El Jeep Grand Cherokee de los años 2017 a 2019 cerró la lista con un problema crítico en el enfriador del sistema de recirculación de gases (EGR). Este componente defectuoso podía provocar fugas de refrigerante y, en consecuencia, incendios en el motor. Un riesgo elevado que obligó a Stellantis a emitir retiros preventivos.
Incluso marcas reconocidas por su meticulosa calidad como Lexus han tenido tropiezos. El Lexus LX 570 de 2018 y 2019 fue llamado a revisión por un sensor de tensión de cinturón defectuoso que podía generar un cortocircuito. El riesgo de incendio llevó a la compañía a intervenir con urgencia para proteger a sus clientes.
El Range Rover de 2014 a 2016 también protagonizó un retiro de seguridad. En este caso, el origen estaba en una fuga en la manguera del sistema de vacío de frenos, lo que podía derivar en un cortocircuito eléctrico. Si la situación no se atendía a tiempo, el resultado podía ser un incendio en el vehículo.

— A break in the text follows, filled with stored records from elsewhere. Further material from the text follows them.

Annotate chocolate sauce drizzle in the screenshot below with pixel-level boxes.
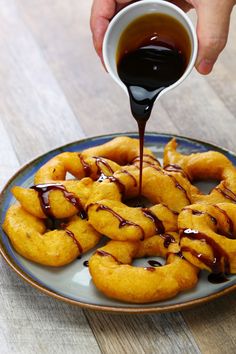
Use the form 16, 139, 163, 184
78, 154, 91, 177
99, 169, 137, 194
160, 233, 176, 248
94, 203, 145, 240
120, 169, 138, 187
90, 202, 167, 240
65, 229, 83, 254
214, 205, 234, 238
132, 154, 161, 167
184, 208, 217, 225
181, 228, 230, 275
181, 245, 229, 284
142, 208, 165, 234
94, 156, 114, 177
171, 176, 190, 202
106, 176, 126, 194
31, 183, 87, 219
83, 260, 89, 267
149, 165, 191, 203
117, 13, 190, 195
215, 182, 236, 203
164, 164, 189, 179
148, 260, 162, 267
96, 250, 121, 263
166, 251, 184, 259
164, 164, 183, 173
207, 272, 229, 284
180, 207, 235, 283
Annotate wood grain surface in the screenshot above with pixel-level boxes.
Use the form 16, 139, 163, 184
0, 0, 236, 353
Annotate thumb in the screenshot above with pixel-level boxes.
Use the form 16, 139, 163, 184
90, 0, 131, 58
194, 0, 234, 75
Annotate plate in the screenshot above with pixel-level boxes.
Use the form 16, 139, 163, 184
1, 132, 236, 313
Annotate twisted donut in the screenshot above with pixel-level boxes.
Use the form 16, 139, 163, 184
164, 138, 236, 204
86, 165, 198, 241
14, 150, 122, 219
3, 204, 101, 266
12, 137, 157, 220
178, 203, 236, 274
89, 233, 198, 303
34, 153, 121, 184
12, 178, 93, 219
12, 156, 121, 220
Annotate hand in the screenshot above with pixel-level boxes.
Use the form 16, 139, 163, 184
90, 0, 132, 62
185, 0, 235, 74
90, 0, 235, 75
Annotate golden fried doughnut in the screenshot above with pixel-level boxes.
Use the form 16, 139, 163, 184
87, 200, 178, 241
12, 178, 93, 219
34, 152, 121, 184
164, 138, 236, 204
89, 233, 198, 303
86, 165, 198, 241
3, 204, 101, 266
141, 166, 199, 212
13, 136, 157, 220
178, 203, 236, 274
164, 138, 233, 180
82, 136, 156, 165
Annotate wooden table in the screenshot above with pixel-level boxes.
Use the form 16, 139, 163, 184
1, 1, 236, 353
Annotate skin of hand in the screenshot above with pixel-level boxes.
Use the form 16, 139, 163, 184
90, 0, 235, 75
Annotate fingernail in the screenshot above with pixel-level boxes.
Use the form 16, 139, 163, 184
196, 58, 214, 75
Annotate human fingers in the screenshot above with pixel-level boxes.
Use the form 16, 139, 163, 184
193, 0, 235, 75
90, 0, 132, 58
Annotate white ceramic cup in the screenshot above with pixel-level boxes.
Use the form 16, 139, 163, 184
103, 0, 198, 99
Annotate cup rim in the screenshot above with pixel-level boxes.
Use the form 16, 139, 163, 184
103, 0, 198, 97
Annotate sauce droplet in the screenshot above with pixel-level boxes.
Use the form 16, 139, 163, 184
148, 260, 162, 267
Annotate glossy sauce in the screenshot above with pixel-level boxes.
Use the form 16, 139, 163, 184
90, 202, 167, 240
65, 229, 83, 254
160, 233, 176, 248
96, 249, 121, 264
31, 183, 87, 219
164, 163, 189, 179
208, 272, 229, 284
94, 156, 114, 177
132, 154, 161, 167
215, 183, 236, 203
83, 260, 89, 267
142, 208, 165, 234
117, 13, 191, 193
106, 176, 126, 194
148, 260, 162, 267
104, 169, 138, 194
93, 203, 146, 240
120, 169, 138, 187
214, 204, 234, 238
180, 207, 235, 283
149, 164, 191, 203
78, 154, 92, 177
190, 209, 217, 225
181, 228, 230, 275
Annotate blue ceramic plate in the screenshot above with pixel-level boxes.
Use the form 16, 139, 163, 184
1, 132, 236, 313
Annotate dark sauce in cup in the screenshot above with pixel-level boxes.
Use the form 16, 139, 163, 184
116, 13, 191, 193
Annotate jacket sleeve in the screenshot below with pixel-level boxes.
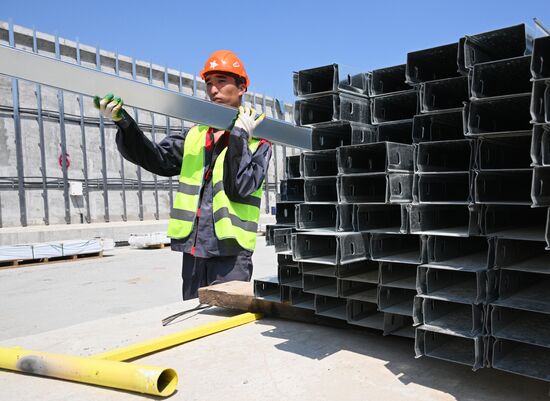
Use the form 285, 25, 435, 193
223, 126, 272, 201
115, 110, 186, 177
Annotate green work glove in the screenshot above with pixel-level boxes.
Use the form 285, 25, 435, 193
93, 93, 124, 122
233, 106, 266, 139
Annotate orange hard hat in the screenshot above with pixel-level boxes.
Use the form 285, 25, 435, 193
200, 50, 249, 88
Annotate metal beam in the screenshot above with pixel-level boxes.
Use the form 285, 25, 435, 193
116, 51, 127, 222
76, 39, 91, 224
33, 27, 50, 225
55, 35, 71, 224
9, 23, 27, 227
0, 45, 312, 149
96, 46, 109, 222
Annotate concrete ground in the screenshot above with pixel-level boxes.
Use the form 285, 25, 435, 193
0, 240, 548, 401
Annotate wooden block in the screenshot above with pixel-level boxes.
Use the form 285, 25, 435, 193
199, 281, 346, 326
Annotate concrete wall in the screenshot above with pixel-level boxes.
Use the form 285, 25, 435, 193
0, 21, 299, 228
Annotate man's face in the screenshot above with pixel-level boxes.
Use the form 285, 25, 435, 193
205, 73, 246, 108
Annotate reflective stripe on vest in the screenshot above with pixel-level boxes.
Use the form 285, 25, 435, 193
166, 125, 207, 239
167, 126, 264, 252
211, 139, 262, 251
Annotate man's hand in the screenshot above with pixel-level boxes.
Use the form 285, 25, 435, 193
93, 93, 124, 122
233, 106, 266, 139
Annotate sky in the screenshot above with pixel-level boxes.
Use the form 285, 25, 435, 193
3, 0, 550, 104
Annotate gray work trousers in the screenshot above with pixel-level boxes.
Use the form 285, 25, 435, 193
181, 250, 253, 300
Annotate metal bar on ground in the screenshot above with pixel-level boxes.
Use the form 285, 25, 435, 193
92, 312, 262, 362
0, 347, 178, 397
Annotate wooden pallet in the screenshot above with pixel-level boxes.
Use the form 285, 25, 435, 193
0, 251, 104, 270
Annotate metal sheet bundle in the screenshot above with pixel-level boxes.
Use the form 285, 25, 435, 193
256, 23, 550, 383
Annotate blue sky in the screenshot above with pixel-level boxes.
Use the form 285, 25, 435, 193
3, 0, 550, 103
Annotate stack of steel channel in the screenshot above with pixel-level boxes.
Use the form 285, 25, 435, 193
410, 36, 490, 371
258, 153, 304, 302
485, 31, 550, 381
412, 24, 546, 375
257, 64, 375, 317
257, 23, 550, 384
339, 63, 419, 336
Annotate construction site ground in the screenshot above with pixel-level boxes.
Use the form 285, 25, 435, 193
0, 241, 547, 401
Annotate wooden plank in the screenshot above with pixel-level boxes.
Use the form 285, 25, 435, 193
198, 281, 347, 327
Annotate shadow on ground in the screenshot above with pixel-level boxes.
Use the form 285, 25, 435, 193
251, 316, 548, 401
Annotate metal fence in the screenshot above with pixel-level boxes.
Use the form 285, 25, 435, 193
0, 20, 298, 227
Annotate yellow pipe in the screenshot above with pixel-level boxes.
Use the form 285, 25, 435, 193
93, 312, 263, 362
0, 347, 177, 397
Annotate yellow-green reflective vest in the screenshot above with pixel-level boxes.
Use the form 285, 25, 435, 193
167, 125, 263, 251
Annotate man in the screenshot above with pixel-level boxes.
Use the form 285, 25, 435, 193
94, 50, 272, 300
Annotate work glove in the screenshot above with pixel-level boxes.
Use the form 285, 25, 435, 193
93, 93, 124, 122
233, 106, 266, 139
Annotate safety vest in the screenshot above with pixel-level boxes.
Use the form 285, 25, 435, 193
167, 125, 264, 251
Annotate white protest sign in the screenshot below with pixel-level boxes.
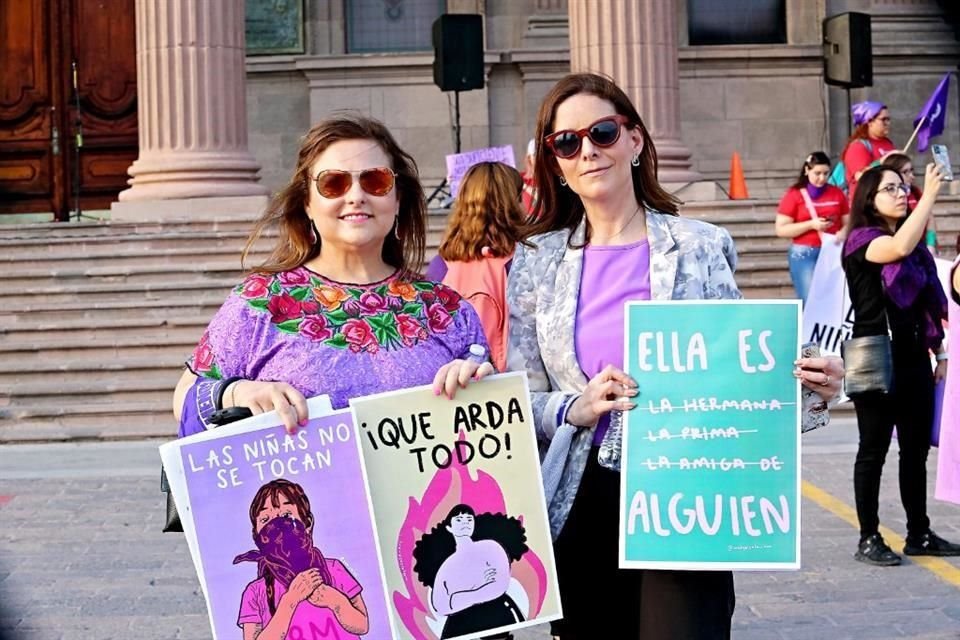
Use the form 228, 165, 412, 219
445, 145, 516, 197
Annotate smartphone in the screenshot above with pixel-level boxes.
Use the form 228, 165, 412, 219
931, 144, 953, 181
799, 342, 828, 433
800, 341, 821, 361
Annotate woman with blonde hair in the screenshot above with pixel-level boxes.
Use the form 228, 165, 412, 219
426, 161, 528, 370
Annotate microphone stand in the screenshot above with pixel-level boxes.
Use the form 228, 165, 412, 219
70, 60, 94, 222
426, 90, 461, 208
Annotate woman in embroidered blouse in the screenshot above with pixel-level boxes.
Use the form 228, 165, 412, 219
774, 151, 850, 304
507, 73, 845, 640
841, 164, 958, 566
172, 114, 494, 439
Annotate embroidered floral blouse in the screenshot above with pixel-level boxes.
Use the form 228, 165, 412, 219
181, 266, 488, 436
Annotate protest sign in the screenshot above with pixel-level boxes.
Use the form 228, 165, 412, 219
619, 300, 802, 570
350, 372, 561, 640
801, 234, 850, 357
445, 145, 516, 197
936, 257, 960, 504
804, 245, 954, 358
160, 402, 393, 640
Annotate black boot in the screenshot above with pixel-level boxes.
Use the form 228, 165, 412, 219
903, 530, 960, 557
854, 533, 901, 566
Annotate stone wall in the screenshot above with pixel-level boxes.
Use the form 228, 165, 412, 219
243, 0, 960, 198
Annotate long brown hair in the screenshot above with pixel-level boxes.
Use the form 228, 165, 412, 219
524, 73, 679, 245
242, 114, 426, 276
438, 162, 527, 261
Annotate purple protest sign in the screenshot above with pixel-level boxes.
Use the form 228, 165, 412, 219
445, 145, 516, 197
178, 410, 392, 640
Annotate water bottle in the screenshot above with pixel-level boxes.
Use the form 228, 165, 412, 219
597, 410, 623, 471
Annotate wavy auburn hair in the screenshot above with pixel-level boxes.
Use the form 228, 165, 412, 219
438, 162, 527, 261
242, 114, 426, 276
524, 73, 679, 244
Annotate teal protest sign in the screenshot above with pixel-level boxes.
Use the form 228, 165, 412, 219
619, 300, 801, 570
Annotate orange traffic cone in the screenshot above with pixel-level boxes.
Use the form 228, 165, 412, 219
728, 152, 749, 200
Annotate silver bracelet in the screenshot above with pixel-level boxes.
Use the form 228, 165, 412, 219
935, 352, 948, 362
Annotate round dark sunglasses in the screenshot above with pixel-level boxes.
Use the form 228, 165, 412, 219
544, 115, 630, 159
313, 167, 396, 199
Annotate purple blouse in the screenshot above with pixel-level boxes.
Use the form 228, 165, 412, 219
574, 239, 652, 444
180, 266, 488, 436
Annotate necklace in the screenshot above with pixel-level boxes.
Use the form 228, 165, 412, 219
592, 204, 643, 244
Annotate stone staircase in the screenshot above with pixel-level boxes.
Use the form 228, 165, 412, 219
1, 200, 958, 442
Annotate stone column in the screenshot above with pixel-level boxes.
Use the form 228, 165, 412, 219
568, 0, 701, 184
114, 0, 268, 216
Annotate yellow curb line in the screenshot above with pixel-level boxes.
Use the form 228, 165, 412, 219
801, 479, 960, 587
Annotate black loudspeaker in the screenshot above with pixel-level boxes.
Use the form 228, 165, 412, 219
432, 14, 484, 92
823, 12, 872, 88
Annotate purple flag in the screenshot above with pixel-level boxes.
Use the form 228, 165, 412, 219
913, 72, 951, 152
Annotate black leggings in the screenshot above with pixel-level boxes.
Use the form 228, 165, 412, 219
851, 339, 933, 541
550, 448, 735, 640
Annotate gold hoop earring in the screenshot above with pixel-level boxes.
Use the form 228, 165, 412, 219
393, 215, 401, 240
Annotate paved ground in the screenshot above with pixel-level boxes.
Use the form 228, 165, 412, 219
1, 418, 959, 640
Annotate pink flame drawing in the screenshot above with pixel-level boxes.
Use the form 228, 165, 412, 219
392, 437, 549, 639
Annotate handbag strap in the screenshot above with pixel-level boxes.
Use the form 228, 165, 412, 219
798, 187, 820, 220
799, 187, 825, 242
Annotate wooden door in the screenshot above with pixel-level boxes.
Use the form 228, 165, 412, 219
0, 0, 136, 220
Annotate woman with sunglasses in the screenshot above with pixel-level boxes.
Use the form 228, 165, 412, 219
172, 114, 494, 439
507, 73, 844, 639
775, 151, 850, 304
841, 101, 896, 198
841, 164, 958, 567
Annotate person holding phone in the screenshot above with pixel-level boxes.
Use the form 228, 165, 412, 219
842, 163, 959, 566
775, 151, 850, 304
881, 152, 938, 252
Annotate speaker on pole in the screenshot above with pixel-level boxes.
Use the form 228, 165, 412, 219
823, 12, 872, 88
432, 14, 484, 92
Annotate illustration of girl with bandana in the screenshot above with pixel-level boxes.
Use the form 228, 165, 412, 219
234, 479, 369, 639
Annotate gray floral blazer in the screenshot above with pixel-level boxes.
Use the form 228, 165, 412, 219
506, 210, 742, 539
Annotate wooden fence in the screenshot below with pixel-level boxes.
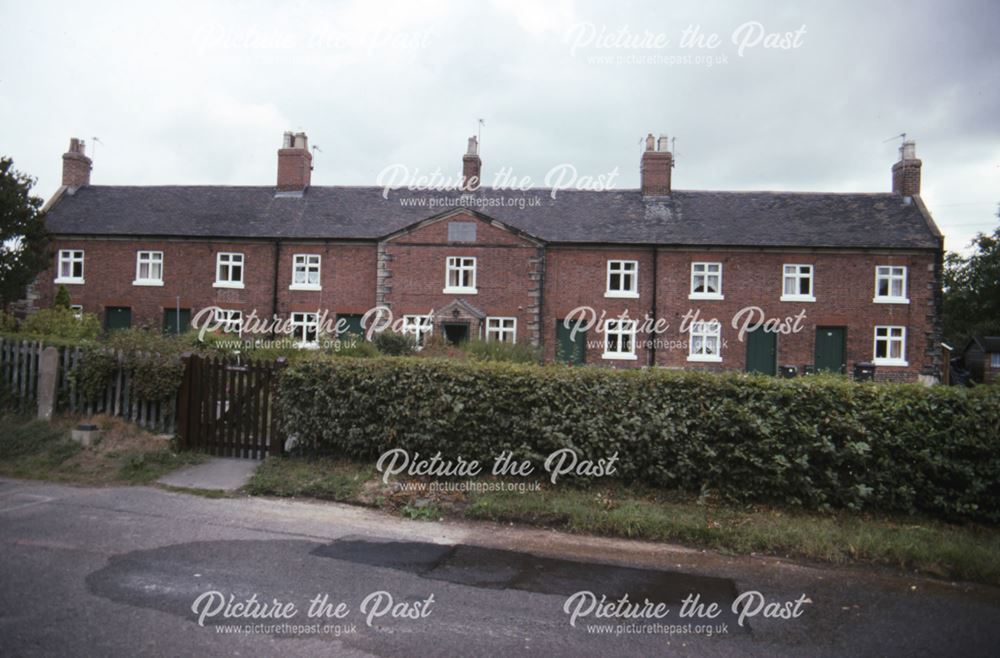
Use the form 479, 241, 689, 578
0, 337, 177, 434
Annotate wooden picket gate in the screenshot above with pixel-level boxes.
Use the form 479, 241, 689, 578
176, 354, 286, 459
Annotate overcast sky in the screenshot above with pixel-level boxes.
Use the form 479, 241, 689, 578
1, 0, 997, 252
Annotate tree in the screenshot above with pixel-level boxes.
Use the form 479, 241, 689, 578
0, 157, 49, 310
53, 284, 71, 309
942, 205, 1000, 348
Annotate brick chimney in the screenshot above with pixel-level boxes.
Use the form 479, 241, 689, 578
640, 133, 672, 196
62, 138, 92, 188
462, 136, 481, 191
277, 131, 312, 191
891, 140, 921, 197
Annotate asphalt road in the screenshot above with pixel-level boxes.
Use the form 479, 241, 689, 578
0, 477, 998, 657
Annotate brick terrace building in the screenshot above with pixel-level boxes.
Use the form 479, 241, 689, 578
32, 132, 944, 381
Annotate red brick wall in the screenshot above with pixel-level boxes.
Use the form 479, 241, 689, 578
35, 233, 940, 381
542, 246, 938, 379
543, 246, 655, 364
36, 239, 278, 329
275, 243, 377, 316
35, 239, 377, 334
379, 214, 541, 344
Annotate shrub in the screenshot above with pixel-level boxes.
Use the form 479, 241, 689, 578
463, 338, 540, 364
53, 285, 72, 309
0, 310, 19, 333
72, 349, 119, 402
20, 308, 100, 341
372, 330, 416, 356
326, 336, 379, 358
278, 359, 1000, 523
72, 330, 187, 403
106, 330, 185, 402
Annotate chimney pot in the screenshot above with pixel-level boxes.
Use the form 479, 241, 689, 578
644, 133, 656, 151
657, 134, 669, 152
277, 130, 312, 191
61, 137, 92, 188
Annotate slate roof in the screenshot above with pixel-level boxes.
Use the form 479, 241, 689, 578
43, 185, 942, 250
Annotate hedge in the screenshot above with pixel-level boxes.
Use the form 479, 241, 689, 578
279, 358, 1000, 523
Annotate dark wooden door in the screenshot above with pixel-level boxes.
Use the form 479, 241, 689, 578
104, 307, 132, 331
555, 319, 587, 364
815, 327, 846, 373
746, 328, 777, 375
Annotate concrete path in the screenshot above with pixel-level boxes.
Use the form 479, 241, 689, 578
156, 457, 259, 491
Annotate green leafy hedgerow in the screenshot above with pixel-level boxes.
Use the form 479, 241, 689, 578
278, 359, 1000, 523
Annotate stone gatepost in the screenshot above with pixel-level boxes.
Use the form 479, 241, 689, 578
36, 346, 60, 421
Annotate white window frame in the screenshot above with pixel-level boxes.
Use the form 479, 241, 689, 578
689, 262, 724, 300
485, 317, 517, 343
69, 304, 83, 320
290, 254, 322, 291
290, 312, 320, 348
133, 251, 164, 286
781, 264, 815, 302
687, 320, 723, 362
215, 309, 243, 335
402, 315, 433, 348
991, 353, 1000, 369
214, 252, 245, 289
444, 256, 477, 294
605, 260, 639, 298
873, 266, 909, 304
602, 319, 638, 360
55, 249, 85, 284
873, 325, 908, 366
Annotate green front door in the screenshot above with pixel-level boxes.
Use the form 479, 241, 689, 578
815, 327, 846, 373
746, 328, 777, 375
104, 307, 132, 332
555, 319, 587, 364
337, 314, 365, 338
163, 308, 191, 334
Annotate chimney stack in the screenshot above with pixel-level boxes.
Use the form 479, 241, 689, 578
641, 132, 672, 196
62, 138, 92, 188
462, 136, 481, 191
891, 139, 921, 197
277, 131, 312, 191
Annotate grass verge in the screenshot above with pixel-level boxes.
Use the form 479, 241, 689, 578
248, 456, 1000, 586
0, 413, 205, 485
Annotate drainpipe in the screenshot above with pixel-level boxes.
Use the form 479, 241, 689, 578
649, 245, 658, 367
271, 240, 281, 338
537, 244, 546, 364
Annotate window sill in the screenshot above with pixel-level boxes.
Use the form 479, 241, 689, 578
873, 359, 909, 367
604, 291, 639, 299
132, 280, 164, 287
780, 295, 815, 303
54, 278, 84, 285
289, 284, 322, 292
443, 287, 477, 295
873, 297, 909, 305
687, 354, 723, 363
213, 281, 245, 290
688, 293, 724, 301
602, 353, 638, 361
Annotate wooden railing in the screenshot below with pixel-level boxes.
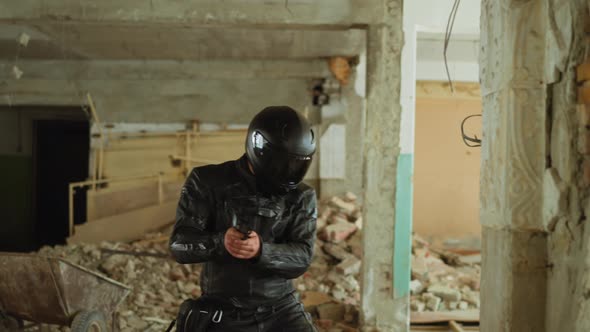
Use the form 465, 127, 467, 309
68, 173, 166, 237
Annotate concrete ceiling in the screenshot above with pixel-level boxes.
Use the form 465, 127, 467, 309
0, 22, 366, 60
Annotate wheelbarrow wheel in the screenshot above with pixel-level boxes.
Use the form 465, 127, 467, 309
71, 310, 107, 332
0, 313, 23, 331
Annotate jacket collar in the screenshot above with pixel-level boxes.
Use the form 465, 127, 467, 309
236, 154, 257, 192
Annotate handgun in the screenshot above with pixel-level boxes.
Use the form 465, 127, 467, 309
231, 212, 258, 240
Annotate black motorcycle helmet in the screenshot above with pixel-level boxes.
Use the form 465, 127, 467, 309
245, 106, 316, 193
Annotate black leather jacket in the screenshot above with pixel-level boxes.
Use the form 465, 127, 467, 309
169, 155, 317, 308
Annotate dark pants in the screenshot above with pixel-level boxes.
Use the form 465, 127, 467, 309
205, 293, 317, 332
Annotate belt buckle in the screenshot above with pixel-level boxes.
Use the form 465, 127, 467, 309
212, 310, 223, 323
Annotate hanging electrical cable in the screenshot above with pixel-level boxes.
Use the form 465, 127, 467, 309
444, 0, 461, 93
461, 114, 482, 147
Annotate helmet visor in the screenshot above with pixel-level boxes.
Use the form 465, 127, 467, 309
252, 131, 313, 186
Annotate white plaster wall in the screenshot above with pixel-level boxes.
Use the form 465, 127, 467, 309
406, 0, 480, 35
402, 0, 481, 153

Entre 2016 y 2018, el Mercedes-Benz GLE presentó un problema en el sellado del compartimento del motor. Si la junta fallaba, podía originar un sobrecalentamiento y eventualmente un incendio. Una situación delicada para un SUV de alta gama que presume de fiabilidad y lujo, pero que mostró una vulnerabilidad inesperada.
El Ford Expedition 2020 fue retirado del mercado por un fallo en la bomba de combustible de alta presión. Esta podía agrietarse y provocar fugas de gasolina, aumentando drásticamente la posibilidad de incendio. Ford reaccionó rápido con un retiro oficial, pero sigue siendo un recordatorio de la importancia de atender los avisos de seguridad.